There were exactly two reasons to pay attention tonight: Marco Gonzales making his final start of the season, and Daniel Vogelbach getting a rare consecutive start at first base. Marco held up his end of the bargain quite well, capping off an overall impressive first full year in the bigs by breezing through five shutout innings. A deep flyout by Rougned Odor on the first pitch of the game was the hardest contact Texas could muster, and the only time they had Gonzales remotely on the ropes was in the third. After Willie Calhoun went down on strikes, Hanser Alberto blooped a 1-2 cutter right between the mound and first base. Vogey charged, slid, and...


Yikes. Odor followed by beating the shift, and the inning had luck dragons written all over it. Undeterred, Marco struck out Isiah Kiner-Falefa on three pitches with a masterful fastball-curve-change sequence, and got Nomar Mazara on an easy flyout. The Rangers wouldn’t reach base for the rest of his outing, although he was helped by Kristopher Negrón:

In a year fraught with disappointment, Marco Gonzales was a consistent bright spot. The development of the cutter was a joy to watch, and although he had stretches where he struggled, it is impossible to consider his overall body of work nothing less than a resounding success. 2019 is beyond murky at the moment, but seeing how Marco will build on this year is a storyline that I am very intrigued by.

Misplay aside, Vogelbach was also entertaining, smoking a grounder the other way for the first of the M’s three (3) total hits on the night. His second at-bat again ended in hard contact, though the ball found Willie Calhoun’s glove instead of outfield grass. With the season dead and buried, there is very little to no reason that Vogelbach shouldn’t start and complete each of the last games, and the fact that he started at first for two whole days in a row suggests that his hamstring issue has passed.

Unfortunately, other plans were afoot.

so incredibly cursed

The bullpen imploded in the seventh, with Zach Duke once again the main culprit.
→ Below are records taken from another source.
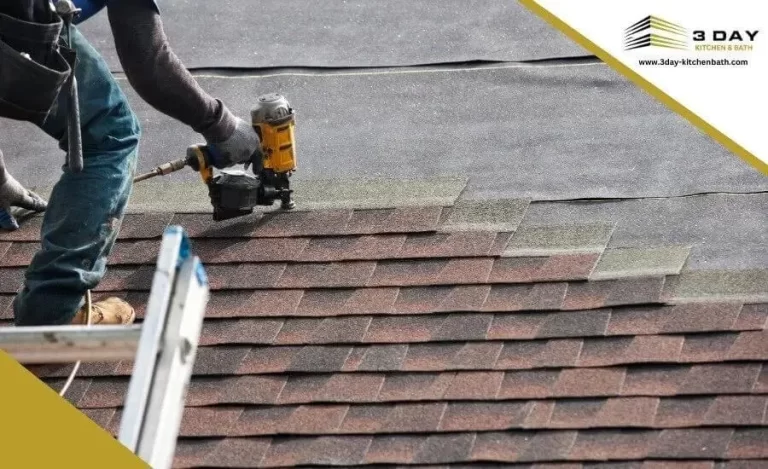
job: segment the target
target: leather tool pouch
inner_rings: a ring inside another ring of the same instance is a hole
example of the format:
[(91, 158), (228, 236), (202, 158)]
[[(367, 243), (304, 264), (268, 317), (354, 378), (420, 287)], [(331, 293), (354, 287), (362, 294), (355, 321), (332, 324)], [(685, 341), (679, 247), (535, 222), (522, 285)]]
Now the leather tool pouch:
[(63, 22), (21, 21), (0, 14), (0, 117), (42, 125), (75, 63), (63, 47)]

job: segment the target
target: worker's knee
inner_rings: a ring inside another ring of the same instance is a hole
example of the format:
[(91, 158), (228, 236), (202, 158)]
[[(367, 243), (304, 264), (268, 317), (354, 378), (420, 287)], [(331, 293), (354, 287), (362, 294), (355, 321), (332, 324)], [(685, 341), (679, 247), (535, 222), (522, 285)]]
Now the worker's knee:
[(83, 122), (83, 151), (86, 157), (88, 153), (120, 152), (135, 158), (141, 138), (139, 119), (122, 92), (111, 91), (103, 109)]

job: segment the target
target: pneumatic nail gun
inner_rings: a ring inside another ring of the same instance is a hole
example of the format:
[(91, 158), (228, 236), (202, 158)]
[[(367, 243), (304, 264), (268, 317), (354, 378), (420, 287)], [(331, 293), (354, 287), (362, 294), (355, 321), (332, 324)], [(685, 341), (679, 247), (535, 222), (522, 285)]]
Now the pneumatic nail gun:
[(251, 161), (245, 163), (245, 169), (250, 166), (253, 176), (246, 172), (214, 175), (210, 149), (192, 145), (186, 158), (162, 164), (133, 182), (189, 166), (200, 173), (208, 187), (215, 221), (248, 215), (257, 205), (272, 206), (277, 200), (282, 209), (295, 208), (289, 180), (296, 170), (295, 111), (283, 96), (263, 95), (251, 110), (251, 123), (261, 139), (261, 153), (255, 152)]

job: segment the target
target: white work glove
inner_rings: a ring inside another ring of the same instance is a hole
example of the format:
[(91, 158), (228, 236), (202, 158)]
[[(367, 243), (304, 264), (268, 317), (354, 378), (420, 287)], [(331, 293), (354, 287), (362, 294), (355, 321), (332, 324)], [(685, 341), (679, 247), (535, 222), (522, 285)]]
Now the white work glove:
[(11, 214), (11, 207), (21, 207), (33, 212), (44, 212), (48, 202), (24, 188), (5, 168), (3, 152), (0, 151), (0, 228), (18, 230), (19, 223)]
[(206, 141), (213, 160), (211, 165), (218, 169), (250, 163), (252, 157), (262, 158), (261, 139), (251, 124), (239, 117), (235, 121), (235, 131), (228, 139), (222, 142)]

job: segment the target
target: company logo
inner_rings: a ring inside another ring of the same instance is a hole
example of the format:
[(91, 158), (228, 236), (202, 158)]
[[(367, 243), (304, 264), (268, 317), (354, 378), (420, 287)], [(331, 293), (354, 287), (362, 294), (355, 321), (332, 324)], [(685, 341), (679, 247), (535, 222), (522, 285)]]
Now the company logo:
[(624, 30), (624, 50), (643, 47), (687, 49), (688, 32), (679, 24), (658, 16), (646, 16)]

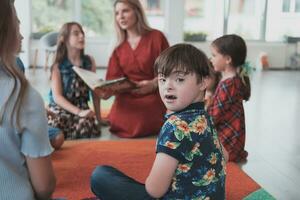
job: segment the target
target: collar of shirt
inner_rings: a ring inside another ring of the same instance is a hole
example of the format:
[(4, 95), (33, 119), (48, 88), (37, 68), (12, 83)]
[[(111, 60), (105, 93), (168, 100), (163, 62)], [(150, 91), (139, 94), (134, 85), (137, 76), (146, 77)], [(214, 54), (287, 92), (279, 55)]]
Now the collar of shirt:
[(180, 110), (180, 111), (176, 111), (176, 112), (172, 112), (170, 114), (166, 114), (165, 115), (165, 119), (168, 119), (170, 116), (172, 115), (177, 115), (183, 112), (186, 112), (188, 110), (193, 110), (193, 109), (197, 109), (197, 110), (204, 110), (204, 102), (196, 102), (196, 103), (192, 103), (189, 106), (185, 107), (184, 109)]

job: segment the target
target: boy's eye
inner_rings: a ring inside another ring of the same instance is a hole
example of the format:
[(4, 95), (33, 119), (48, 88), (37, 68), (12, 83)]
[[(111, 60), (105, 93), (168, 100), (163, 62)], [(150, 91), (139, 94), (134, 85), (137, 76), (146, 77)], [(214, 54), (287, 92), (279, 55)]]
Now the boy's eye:
[(165, 77), (158, 77), (158, 81), (159, 81), (159, 82), (165, 82), (166, 79), (165, 79)]
[(176, 82), (183, 82), (184, 78), (176, 78)]

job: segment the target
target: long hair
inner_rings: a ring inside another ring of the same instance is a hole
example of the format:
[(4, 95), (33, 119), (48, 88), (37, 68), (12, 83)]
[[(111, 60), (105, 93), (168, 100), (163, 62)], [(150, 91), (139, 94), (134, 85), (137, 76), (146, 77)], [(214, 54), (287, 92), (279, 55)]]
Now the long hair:
[[(11, 113), (11, 122), (16, 119), (17, 128), (20, 128), (19, 113), (21, 102), (23, 100), (25, 91), (27, 89), (28, 82), (16, 67), (16, 54), (19, 49), (19, 21), (16, 15), (16, 10), (11, 0), (1, 0), (0, 1), (0, 68), (3, 69), (4, 73), (12, 77), (14, 80), (14, 87), (7, 97), (4, 106), (1, 109), (5, 109), (5, 105), (10, 100), (10, 98), (16, 93), (17, 100), (13, 107), (13, 112)], [(19, 87), (18, 87), (19, 86)], [(18, 89), (20, 88), (20, 89)], [(2, 114), (4, 110), (0, 110)], [(0, 124), (2, 122), (2, 116), (0, 115)]]
[[(114, 3), (114, 8), (116, 8), (116, 5), (118, 3), (125, 3), (128, 4), (134, 11), (136, 15), (136, 30), (139, 35), (144, 35), (147, 32), (153, 30), (147, 22), (147, 18), (145, 15), (145, 12), (143, 10), (142, 4), (140, 3), (139, 0), (116, 0)], [(115, 17), (115, 29), (117, 33), (117, 46), (120, 45), (127, 37), (126, 35), (126, 30), (121, 29), (119, 26), (117, 20), (116, 20), (116, 15)]]
[(155, 72), (169, 76), (173, 70), (195, 73), (198, 83), (210, 75), (207, 56), (190, 44), (176, 44), (164, 50), (154, 63)]
[[(77, 22), (68, 22), (68, 23), (65, 23), (61, 27), (58, 37), (57, 37), (57, 49), (56, 49), (56, 53), (55, 53), (54, 63), (51, 66), (51, 74), (53, 71), (53, 66), (56, 64), (60, 64), (64, 60), (64, 58), (66, 58), (68, 56), (67, 45), (69, 42), (72, 26), (74, 26), (74, 25), (78, 26), (81, 33), (84, 35), (82, 26)], [(80, 54), (81, 54), (81, 56), (84, 55), (84, 49), (81, 50)]]
[(244, 99), (248, 101), (251, 96), (250, 78), (247, 74), (242, 73), (243, 65), (247, 57), (246, 42), (242, 37), (231, 34), (217, 38), (212, 42), (212, 46), (215, 47), (220, 54), (231, 57), (231, 64), (237, 69), (245, 86), (245, 90), (243, 91)]

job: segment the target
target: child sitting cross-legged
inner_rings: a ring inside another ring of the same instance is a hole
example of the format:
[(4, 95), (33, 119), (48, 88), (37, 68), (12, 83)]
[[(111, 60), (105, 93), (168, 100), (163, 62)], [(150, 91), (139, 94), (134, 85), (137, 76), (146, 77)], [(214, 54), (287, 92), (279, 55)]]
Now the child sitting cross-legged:
[(177, 44), (163, 51), (155, 69), (168, 112), (145, 185), (113, 167), (98, 166), (92, 191), (101, 200), (225, 199), (223, 150), (204, 108), (206, 55), (192, 45)]

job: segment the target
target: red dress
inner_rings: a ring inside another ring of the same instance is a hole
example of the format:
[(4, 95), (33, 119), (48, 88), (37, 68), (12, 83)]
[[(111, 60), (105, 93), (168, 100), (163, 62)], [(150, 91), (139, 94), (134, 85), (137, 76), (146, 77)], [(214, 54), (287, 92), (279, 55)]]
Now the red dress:
[(229, 161), (246, 160), (245, 115), (243, 99), (245, 86), (240, 77), (221, 81), (208, 108), (213, 117), (219, 139), (229, 154)]
[[(142, 36), (134, 50), (124, 41), (109, 60), (106, 79), (122, 76), (133, 81), (153, 79), (155, 59), (168, 47), (168, 41), (158, 30)], [(158, 91), (144, 96), (117, 95), (109, 114), (110, 131), (127, 138), (158, 134), (165, 112)]]

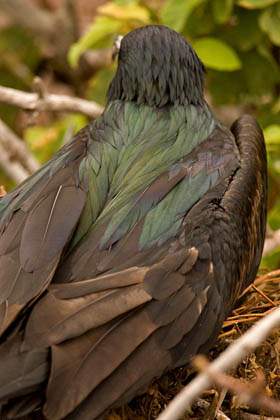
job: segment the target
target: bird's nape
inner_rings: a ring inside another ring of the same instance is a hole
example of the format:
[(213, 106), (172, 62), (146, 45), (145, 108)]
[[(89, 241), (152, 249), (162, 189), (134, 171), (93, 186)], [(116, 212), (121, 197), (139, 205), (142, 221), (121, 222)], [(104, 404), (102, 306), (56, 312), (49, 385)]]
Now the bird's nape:
[(183, 36), (164, 26), (144, 26), (122, 39), (107, 98), (157, 107), (202, 104), (203, 73)]

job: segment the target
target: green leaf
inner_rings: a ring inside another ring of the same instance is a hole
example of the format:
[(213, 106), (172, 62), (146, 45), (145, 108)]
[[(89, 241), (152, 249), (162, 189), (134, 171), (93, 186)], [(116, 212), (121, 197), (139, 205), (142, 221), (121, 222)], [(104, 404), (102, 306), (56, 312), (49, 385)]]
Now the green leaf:
[(215, 21), (225, 23), (231, 16), (233, 0), (213, 0), (212, 8)]
[(186, 38), (197, 39), (217, 30), (217, 23), (214, 20), (212, 6), (210, 2), (201, 4), (194, 9), (187, 19), (183, 34)]
[(260, 31), (259, 16), (259, 10), (237, 8), (236, 24), (226, 27), (226, 39), (241, 51), (248, 51), (260, 45), (265, 35)]
[(280, 147), (279, 143), (267, 143), (267, 169), (268, 169), (268, 191), (269, 191), (269, 205), (274, 206), (275, 199), (279, 197), (279, 182), (280, 182)]
[(5, 56), (13, 56), (18, 62), (26, 65), (30, 70), (35, 70), (41, 56), (36, 41), (19, 26), (9, 26), (0, 31), (1, 61)]
[[(41, 53), (36, 39), (18, 26), (0, 30), (0, 85), (14, 89), (30, 88), (38, 69)], [(0, 104), (0, 119), (18, 130), (19, 109)], [(1, 181), (0, 181), (1, 184)]]
[[(32, 85), (33, 71), (41, 56), (34, 40), (21, 28), (9, 26), (0, 31), (0, 67), (10, 73), (21, 84), (21, 88)], [(6, 78), (6, 75), (5, 75)], [(0, 81), (0, 84), (3, 84)], [(18, 83), (12, 84), (16, 88)]]
[(90, 101), (95, 101), (100, 105), (105, 105), (106, 92), (115, 73), (115, 66), (110, 66), (102, 71), (99, 71), (90, 81), (90, 89), (87, 95), (87, 99)]
[(261, 14), (260, 27), (274, 44), (280, 45), (280, 5), (271, 7)]
[(72, 67), (77, 66), (81, 54), (95, 43), (104, 38), (117, 35), (122, 26), (121, 21), (109, 16), (98, 16), (85, 35), (74, 43), (68, 53), (68, 60)]
[(12, 191), (17, 185), (16, 183), (8, 177), (8, 175), (0, 167), (0, 185), (5, 187), (7, 192)]
[(100, 48), (113, 43), (114, 37), (143, 24), (151, 23), (149, 10), (138, 4), (138, 0), (112, 1), (98, 7), (99, 15), (86, 34), (70, 47), (68, 60), (72, 67), (88, 48)]
[(205, 0), (167, 0), (163, 6), (162, 24), (181, 32), (191, 12)]
[(242, 67), (236, 52), (220, 39), (200, 38), (193, 43), (193, 47), (207, 67), (221, 71), (234, 71)]
[(263, 130), (267, 144), (279, 144), (280, 146), (280, 125), (272, 124)]
[(256, 95), (273, 93), (275, 84), (280, 80), (277, 64), (256, 51), (244, 54), (242, 62), (248, 91), (255, 96), (254, 99), (256, 100)]
[(118, 20), (138, 20), (148, 24), (150, 22), (150, 13), (145, 7), (139, 6), (136, 1), (128, 3), (126, 6), (120, 6), (115, 2), (109, 2), (98, 7), (98, 12), (104, 16), (110, 16)]
[(271, 252), (271, 254), (263, 257), (260, 267), (266, 267), (270, 270), (278, 269), (280, 267), (280, 247), (277, 247), (273, 250), (273, 252)]
[(69, 136), (74, 135), (86, 124), (87, 118), (84, 115), (70, 114), (48, 126), (27, 127), (24, 130), (24, 139), (38, 161), (45, 163), (69, 140)]
[(277, 3), (279, 0), (239, 0), (238, 6), (245, 7), (246, 9), (264, 9)]
[(273, 209), (268, 214), (268, 223), (271, 229), (280, 229), (280, 199), (278, 199)]
[(273, 111), (274, 114), (280, 113), (280, 98), (275, 102), (275, 104), (272, 108), (272, 111)]
[[(280, 80), (279, 70), (275, 63), (271, 63), (257, 51), (239, 54), (242, 69), (233, 73), (209, 71), (208, 88), (216, 104), (253, 103), (260, 109), (260, 97), (273, 95), (275, 84)], [(265, 112), (267, 113), (267, 110)], [(262, 114), (263, 112), (260, 113)], [(272, 123), (266, 122), (264, 126)]]

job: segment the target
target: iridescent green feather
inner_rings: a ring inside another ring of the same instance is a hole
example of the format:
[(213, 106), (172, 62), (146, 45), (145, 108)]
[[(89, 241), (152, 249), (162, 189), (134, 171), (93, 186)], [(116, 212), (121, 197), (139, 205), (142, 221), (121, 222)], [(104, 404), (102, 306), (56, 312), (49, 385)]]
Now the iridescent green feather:
[(185, 177), (169, 192), (148, 190), (203, 142), (215, 124), (206, 105), (158, 110), (133, 102), (111, 103), (90, 130), (89, 164), (81, 163), (80, 172), (82, 176), (88, 168), (90, 192), (71, 248), (104, 223), (101, 247), (121, 239), (141, 220), (140, 248), (174, 234), (182, 215), (205, 194), (216, 175), (204, 170)]

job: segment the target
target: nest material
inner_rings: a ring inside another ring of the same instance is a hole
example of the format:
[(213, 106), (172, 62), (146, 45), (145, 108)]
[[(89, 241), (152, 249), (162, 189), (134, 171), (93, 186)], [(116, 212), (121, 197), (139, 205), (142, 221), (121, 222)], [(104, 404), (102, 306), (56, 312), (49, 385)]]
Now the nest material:
[[(250, 285), (240, 296), (232, 315), (224, 322), (218, 342), (209, 355), (211, 360), (215, 359), (256, 321), (280, 304), (279, 284), (280, 270), (272, 272), (261, 270), (254, 284)], [(267, 394), (280, 400), (280, 330), (274, 331), (254, 353), (251, 353), (231, 372), (231, 375), (242, 381), (252, 381), (259, 371), (265, 375)], [(193, 378), (194, 374), (195, 371), (191, 366), (168, 372), (154, 382), (146, 394), (111, 411), (106, 420), (156, 419), (171, 399)], [(199, 400), (183, 419), (213, 419), (215, 410), (214, 412), (211, 410), (211, 401), (216, 393), (215, 389), (206, 391), (203, 394), (203, 399)], [(269, 413), (244, 407), (238, 403), (235, 396), (230, 394), (224, 399), (220, 410), (233, 420), (272, 420), (272, 417), (265, 416), (265, 414), (269, 416)]]

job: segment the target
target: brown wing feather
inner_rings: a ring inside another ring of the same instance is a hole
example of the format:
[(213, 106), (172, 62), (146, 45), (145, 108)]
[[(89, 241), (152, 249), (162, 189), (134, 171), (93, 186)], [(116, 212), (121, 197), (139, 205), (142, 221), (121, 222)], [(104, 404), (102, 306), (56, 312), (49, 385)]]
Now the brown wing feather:
[(0, 304), (24, 305), (52, 279), (86, 199), (76, 174), (85, 153), (82, 139), (83, 132), (42, 169), (41, 177), (35, 174), (12, 193), (0, 226)]
[[(115, 292), (111, 291), (103, 295), (100, 299), (97, 298), (96, 303), (93, 301), (91, 305), (91, 314), (88, 314), (88, 318), (92, 320), (91, 325), (95, 329), (88, 330), (81, 336), (84, 332), (81, 317), (79, 318), (80, 333), (76, 330), (77, 338), (52, 347), (52, 373), (44, 409), (48, 418), (54, 420), (63, 418), (75, 409), (94, 389), (98, 388), (101, 382), (110, 378), (120, 365), (126, 364), (139, 346), (150, 340), (154, 343), (153, 334), (157, 330), (161, 331), (156, 341), (158, 351), (160, 352), (161, 348), (164, 349), (165, 346), (162, 345), (160, 337), (164, 341), (164, 336), (168, 331), (161, 327), (168, 328), (169, 326), (172, 329), (173, 322), (176, 322), (181, 313), (186, 314), (185, 308), (188, 306), (192, 308), (191, 303), (194, 299), (200, 302), (198, 306), (200, 311), (202, 310), (206, 304), (206, 295), (196, 296), (185, 284), (185, 276), (177, 271), (191, 252), (193, 250), (181, 250), (167, 255), (158, 264), (151, 266), (148, 270), (145, 269), (142, 283), (121, 287)], [(141, 275), (141, 270), (139, 274)], [(119, 273), (116, 273), (116, 276), (119, 277)], [(132, 302), (129, 305), (133, 304), (135, 309), (128, 307), (124, 299), (125, 295), (129, 296)], [(110, 300), (108, 309), (106, 298)], [(111, 317), (112, 308), (114, 308), (115, 318), (113, 320), (108, 318), (108, 326), (106, 326), (104, 314), (108, 313)], [(193, 324), (199, 317), (200, 311), (192, 311)], [(42, 313), (42, 308), (40, 313)], [(187, 317), (189, 315), (186, 314)], [(100, 326), (96, 324), (100, 316), (103, 326), (101, 322)], [(64, 323), (67, 321), (65, 320)], [(89, 327), (88, 324), (88, 329)], [(63, 330), (63, 325), (61, 328)], [(28, 331), (28, 325), (26, 331)], [(98, 332), (102, 332), (102, 335)], [(176, 335), (176, 332), (172, 337), (174, 345), (181, 338), (180, 334)], [(82, 343), (85, 348), (82, 354), (77, 355), (77, 351), (80, 352), (83, 347)], [(166, 351), (164, 350), (165, 353)], [(88, 375), (91, 371), (94, 374)], [(153, 376), (154, 373), (151, 371), (151, 378)], [(80, 384), (79, 387), (77, 383)], [(100, 407), (101, 410), (105, 408)]]
[(60, 185), (32, 208), (20, 244), (23, 270), (36, 271), (60, 255), (79, 220), (85, 198), (81, 188)]

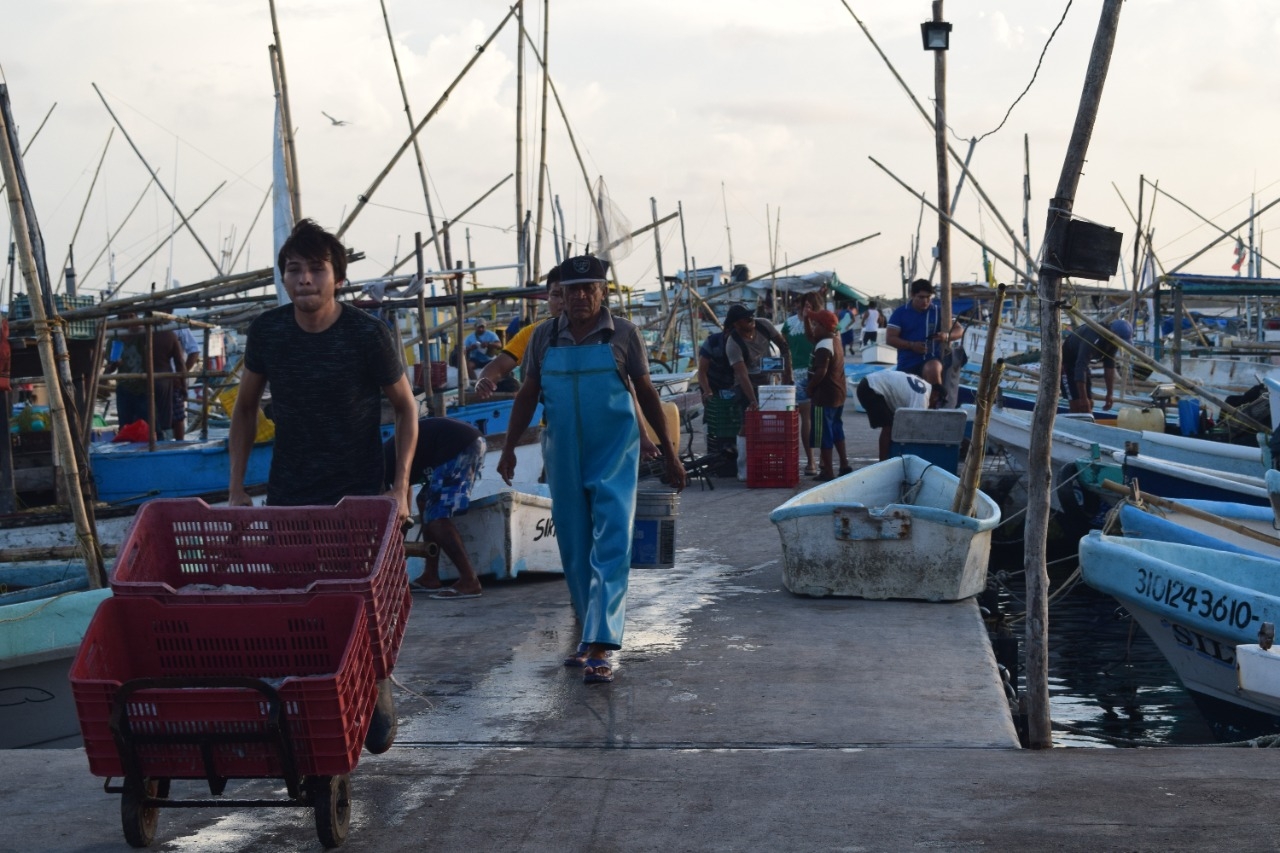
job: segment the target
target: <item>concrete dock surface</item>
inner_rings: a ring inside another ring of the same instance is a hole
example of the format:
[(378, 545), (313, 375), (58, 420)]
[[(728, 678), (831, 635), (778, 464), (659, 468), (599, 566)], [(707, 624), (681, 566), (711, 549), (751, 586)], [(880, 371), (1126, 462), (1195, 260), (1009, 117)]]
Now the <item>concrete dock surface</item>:
[[(871, 461), (865, 416), (845, 422)], [(559, 577), (415, 596), (399, 736), (352, 773), (342, 849), (1280, 848), (1280, 752), (1021, 750), (973, 600), (794, 596), (768, 521), (794, 490), (714, 483), (681, 498), (676, 566), (632, 572), (613, 684), (562, 666), (578, 637)], [(127, 849), (83, 751), (3, 761), (0, 851)], [(321, 847), (307, 810), (231, 807), (162, 811), (153, 849)]]

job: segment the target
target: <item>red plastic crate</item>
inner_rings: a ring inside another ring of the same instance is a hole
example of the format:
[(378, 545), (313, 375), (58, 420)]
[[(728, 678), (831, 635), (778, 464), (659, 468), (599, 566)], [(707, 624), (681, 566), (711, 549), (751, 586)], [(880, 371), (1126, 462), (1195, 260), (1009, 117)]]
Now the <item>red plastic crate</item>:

After Ryan Rua ripped a one-out double, Ronald Guzmán - noted left-handed hitter - followed up with a base hit. None of the Mariner deadline acquisitions have worked out, but Duke feels like far and away the worst. A lefty specialist that can’t get lefties out? We had a perfectly good Marc Rzepczynski for that! Shawn Armstrong didn’t help, either, loading the bases and then plunking Kiner-Falefa to force in a second run. Not fun.

After Vogelbach was lifted, my interest in the game waned considerably. Mitch Haniger breaking an 0-for-11 with a base hit in the ninth was nice, sure, but it merely delayed the inevitable. Ninety wins is officially out of reach. Remember when we thought that would be good enough to sneak into the playoffs? Simpler, better times. Wade LeBlanc takes the mound tomorrow, his last chance to set a career-high in wins. Potential individual success! Neat, I suppose! If that isn’t enough to spend time on the M’s, though, it’s okay. Really.